Since its discovery in 2004, Graphene has excited the scientific community and sparked a race to understand its properties and mechanics. Like other 2D materials, it has some remarkable properties, such as having a stiffness five times stronger than steel, being an excellent conductor, and having a low bending stiffness. This ability to bend has made graphene a prime target for applications in nano-transistors, capacitors, and other computer components which if successfully produced, could revolutionize the computing industry. 

Much more recently, researchers at the University of Trinity College Dublin have discovered an interesting phenomenon related to Graphene’s low bending stiffness. When exposed to some mechanical stimulus, such as cutting or indentation, graphene nanoribbons will spontaneously tear away from the point of stimulus. These tears will then fold back onto themselves, oftentimes at twist-angle different from the orientation of the bottom layer lattice. This phenomenon is exciting for a multitude of reasons. First, fabrication with 2D materials is difficult as adhesion and van der waals forces dominate as such small sizes. So, if we can stack layers of graphene without complicated machinery and robotics, creating graphene components will become significantly easier. 

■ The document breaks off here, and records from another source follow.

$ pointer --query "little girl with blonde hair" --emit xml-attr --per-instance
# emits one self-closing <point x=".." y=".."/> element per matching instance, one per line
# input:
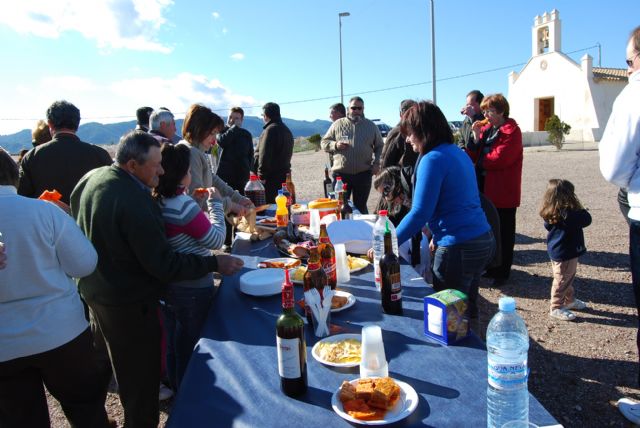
<point x="564" y="218"/>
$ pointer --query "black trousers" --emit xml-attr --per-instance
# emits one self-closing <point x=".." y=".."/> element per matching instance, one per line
<point x="507" y="242"/>
<point x="71" y="375"/>
<point x="131" y="336"/>
<point x="358" y="185"/>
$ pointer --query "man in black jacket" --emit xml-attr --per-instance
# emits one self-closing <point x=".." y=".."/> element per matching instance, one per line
<point x="237" y="151"/>
<point x="60" y="163"/>
<point x="272" y="159"/>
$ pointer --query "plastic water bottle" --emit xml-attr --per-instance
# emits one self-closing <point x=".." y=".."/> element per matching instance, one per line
<point x="507" y="346"/>
<point x="378" y="243"/>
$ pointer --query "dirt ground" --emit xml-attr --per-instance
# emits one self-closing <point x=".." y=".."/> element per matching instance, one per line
<point x="578" y="369"/>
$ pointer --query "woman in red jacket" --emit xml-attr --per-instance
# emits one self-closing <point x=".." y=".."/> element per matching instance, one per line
<point x="497" y="156"/>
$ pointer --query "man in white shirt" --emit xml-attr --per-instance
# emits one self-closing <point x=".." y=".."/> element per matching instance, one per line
<point x="619" y="159"/>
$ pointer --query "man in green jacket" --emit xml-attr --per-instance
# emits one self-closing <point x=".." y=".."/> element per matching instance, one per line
<point x="114" y="208"/>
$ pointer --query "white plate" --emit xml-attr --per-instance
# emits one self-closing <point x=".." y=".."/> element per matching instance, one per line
<point x="351" y="300"/>
<point x="262" y="282"/>
<point x="404" y="407"/>
<point x="284" y="260"/>
<point x="335" y="338"/>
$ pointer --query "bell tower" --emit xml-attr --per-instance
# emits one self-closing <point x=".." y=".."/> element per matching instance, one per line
<point x="545" y="33"/>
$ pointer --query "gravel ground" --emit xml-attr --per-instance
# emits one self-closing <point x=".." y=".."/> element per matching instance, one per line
<point x="578" y="369"/>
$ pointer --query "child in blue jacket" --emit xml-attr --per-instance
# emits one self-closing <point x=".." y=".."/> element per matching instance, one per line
<point x="564" y="218"/>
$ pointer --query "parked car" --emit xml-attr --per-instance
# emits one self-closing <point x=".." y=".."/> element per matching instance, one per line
<point x="383" y="127"/>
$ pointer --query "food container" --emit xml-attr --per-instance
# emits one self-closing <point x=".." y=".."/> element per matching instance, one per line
<point x="319" y="208"/>
<point x="445" y="316"/>
<point x="300" y="214"/>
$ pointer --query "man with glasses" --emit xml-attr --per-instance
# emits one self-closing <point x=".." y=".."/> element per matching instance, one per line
<point x="356" y="145"/>
<point x="619" y="159"/>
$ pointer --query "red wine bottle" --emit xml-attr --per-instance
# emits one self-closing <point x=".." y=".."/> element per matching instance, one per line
<point x="391" y="288"/>
<point x="292" y="349"/>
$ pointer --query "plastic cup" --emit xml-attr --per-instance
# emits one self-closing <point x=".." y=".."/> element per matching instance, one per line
<point x="342" y="264"/>
<point x="373" y="361"/>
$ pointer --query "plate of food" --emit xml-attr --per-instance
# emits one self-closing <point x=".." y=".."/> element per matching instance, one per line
<point x="340" y="350"/>
<point x="342" y="300"/>
<point x="281" y="262"/>
<point x="356" y="264"/>
<point x="262" y="282"/>
<point x="374" y="401"/>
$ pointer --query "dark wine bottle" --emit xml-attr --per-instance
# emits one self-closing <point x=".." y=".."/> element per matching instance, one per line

However, since this process, called Auto-Kirigami, is dependent on so many factors, there is not enough researched data on the topic to create a model. Thus, the focus of our research is to study the surrounding parameters of Auto-Kirigami so that one day, the process can be controlled for applications. From related research on graphene and its mechanics, there are a couple important starting points for understanding what influences Auto-Kirigami, one of them being humidity. Graphene follows the trend seen in bulk graphite, in which friction increases as Relative Humidity decreases. Since Auto-Kirigami will be heavily dependent on the friction interaction between layers of graphene, it is important to know how humidity will change the formation of Auto-Kirigami. 

Thus, the topic of our research is studying Auto-Kirigami formed through Atomic Force Microscopy cutting while varying Relative Humidity. Cuts will be made on monolayer samples of graphene and the formation of Kirigami will be observed in addition to the frictional data gathered during cutting.